L’incentivo è destinato ai lavoratori che maturano il diritto alla pensione anticipata entro il 31 dicembre 2026 e offre un vantaggio economico significativo, permettendo di continuare a lavorare, ma con una retribuzione più alta.
L’incentivo al posticipo del pensionamento consente ai lavoratori di rinunciare a una parte del contributo previdenziale obbligatorio, quello relativo alla quota Ivs (invalidità, vecchiaia e superstiti), e di ricevere direttamente questa somma in busta paga. L’importo equivalente, che non è soggetto a tassazione fiscale, viene aggiunto alla retribuzione mensile, aumentando immediatamente lo stipendio netto del lavoratore. È importante sottolineare che, pur ricevendo il pagamento in busta paga, l’obbligo di versamento dei contributi da parte del datore di lavoro resta invariato.
Chi può beneficiare dell’incentivo
L’incentivo al posticipo della pensione è destinato ai lavoratori dipendenti che sono iscritti all’Assicurazione generale obbligatoria (Ago) o a forme sostitutive e esclusive di pensionamento, e che hanno maturato o matureranno i requisiti per la pensione anticipata entro il 31 dicembre 2026.

Come avere l’aumento ritardando la pensione – Ascosim.it
In particolare, l’incentivo è valido per i lavoratori che hanno raggiunto i requisiti per la pensione anticipata flessibile entro il 31 dicembre 2025 o per coloro che matureranno i requisiti per la pensione anticipata ordinaria entro la fine del 2026. Tuttavia, alcune categorie di lavoratori non possono usufruire di questa misura, come ad esempio i lavoratori del Fondo Volo, che hanno requisiti contributivi ridotti, e gli autoferrotranvieri, per i quali valgono regole specifiche di settore.
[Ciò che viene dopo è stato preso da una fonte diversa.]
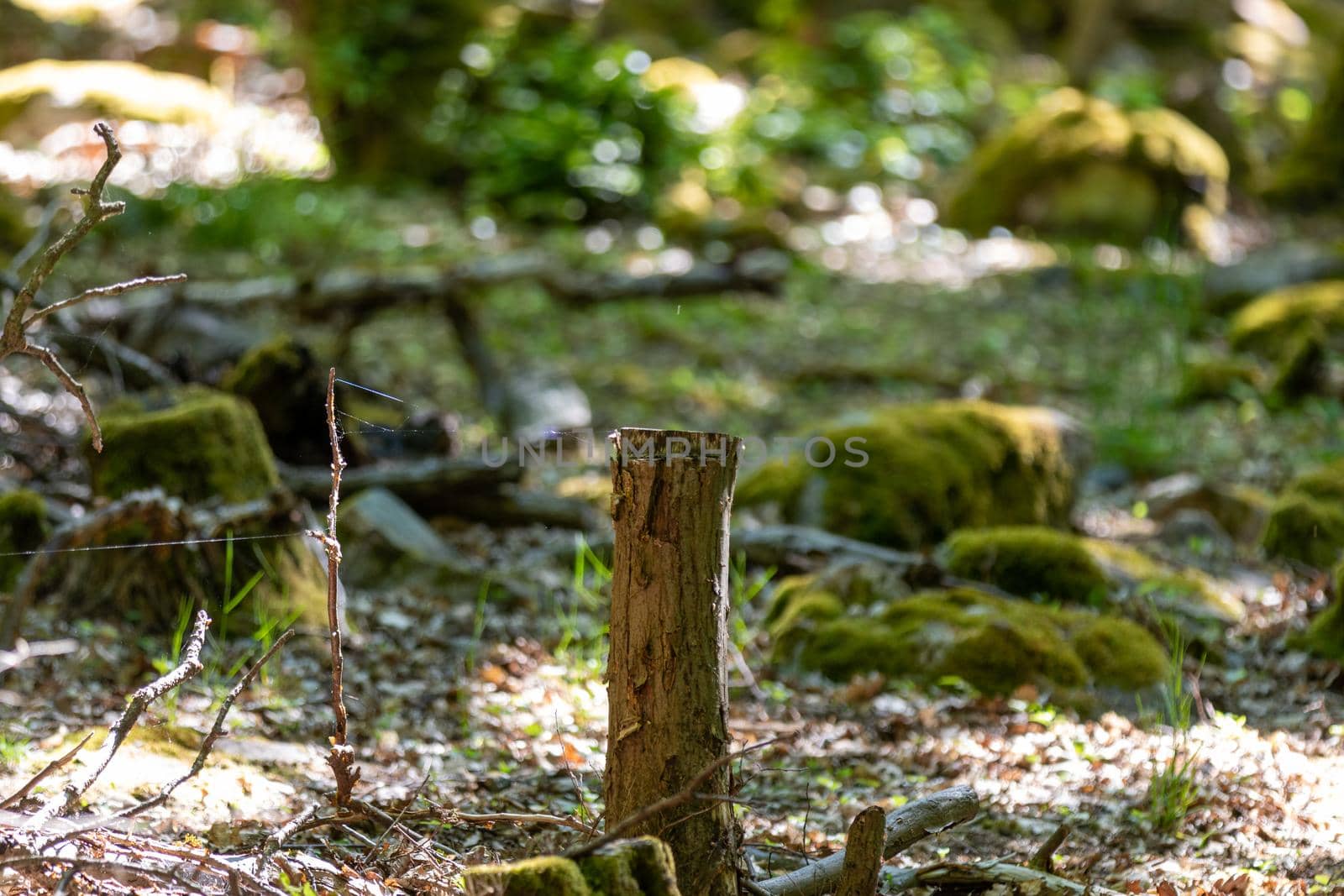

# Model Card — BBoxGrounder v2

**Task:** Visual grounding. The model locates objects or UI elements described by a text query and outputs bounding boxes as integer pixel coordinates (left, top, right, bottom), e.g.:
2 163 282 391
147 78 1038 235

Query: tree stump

Se il lavoratore che ha scelto di beneficiare dell’incentivo decide di accedere alla pensione diretta, raggiunge il requisito anagrafico per la pensione di vecchiaia, o revoca la rinuncia alla quota Ivs, l’incentivo cessa automaticamente. È quindi necessario fare attenzione a non accedere alla pensione prima della scadenza prevista se si vuole continuare a usufruire dei benefici economici legati a questa misura.
Come fare la domanda
Per ottenere l’incentivo al posticipo del pensionamento, è necessario presentare una domanda all’INPS. L’Istituto esaminerà i requisiti e, se tutto è in ordine, invierà una comunicazione di esito al lavoratore e al datore di lavoro tramite il servizio “Comunicazione bidirezionale”. Il datore di lavoro, una volta ricevuto l’ok, potrà applicare l’incentivo e aggiungere l’importo previsto direttamente in busta paga.
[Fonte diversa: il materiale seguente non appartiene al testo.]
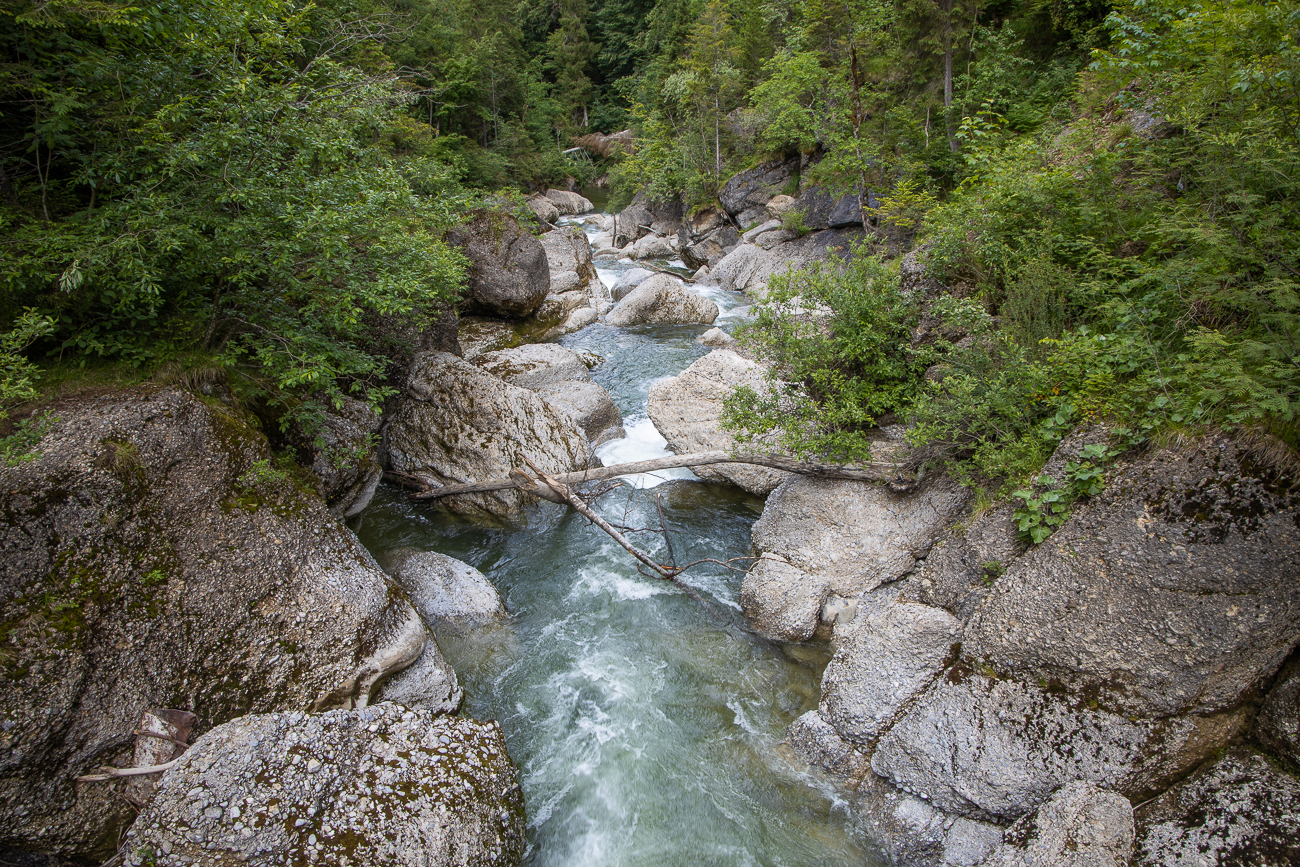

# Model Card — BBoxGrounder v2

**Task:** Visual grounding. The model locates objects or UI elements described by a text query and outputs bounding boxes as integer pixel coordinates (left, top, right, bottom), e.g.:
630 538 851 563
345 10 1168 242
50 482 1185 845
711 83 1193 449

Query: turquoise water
359 217 874 867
Questa misura rappresenta un’opportunità interessante per chi decide di posticipare la pensione e continuare a lavorare con un aumento immediato della propria retribuzione. Grazie a questa misura, i lavoratori possono godere di un risparmio contributivo a beneficio della loro busta paga, senza rinunciare alla sicurezza della pensione futura. Inoltre, questo incentivo rappresenta anche un’opportunità per allungare la carriera lavorativa, senza però rinunciare alla compensazione economica, che consente di affrontare meglio i costi quotidiani.
Con l’introduzione di questo incentivo, chi decide di ritardare la pensione non solo ottiene un vantaggio economico immediato, ma contribuisce anche a mantenere la propria posizione lavorativa ancora per un po’, con una retribuzione più alta, in attesa del diritto definitivo alla pensione.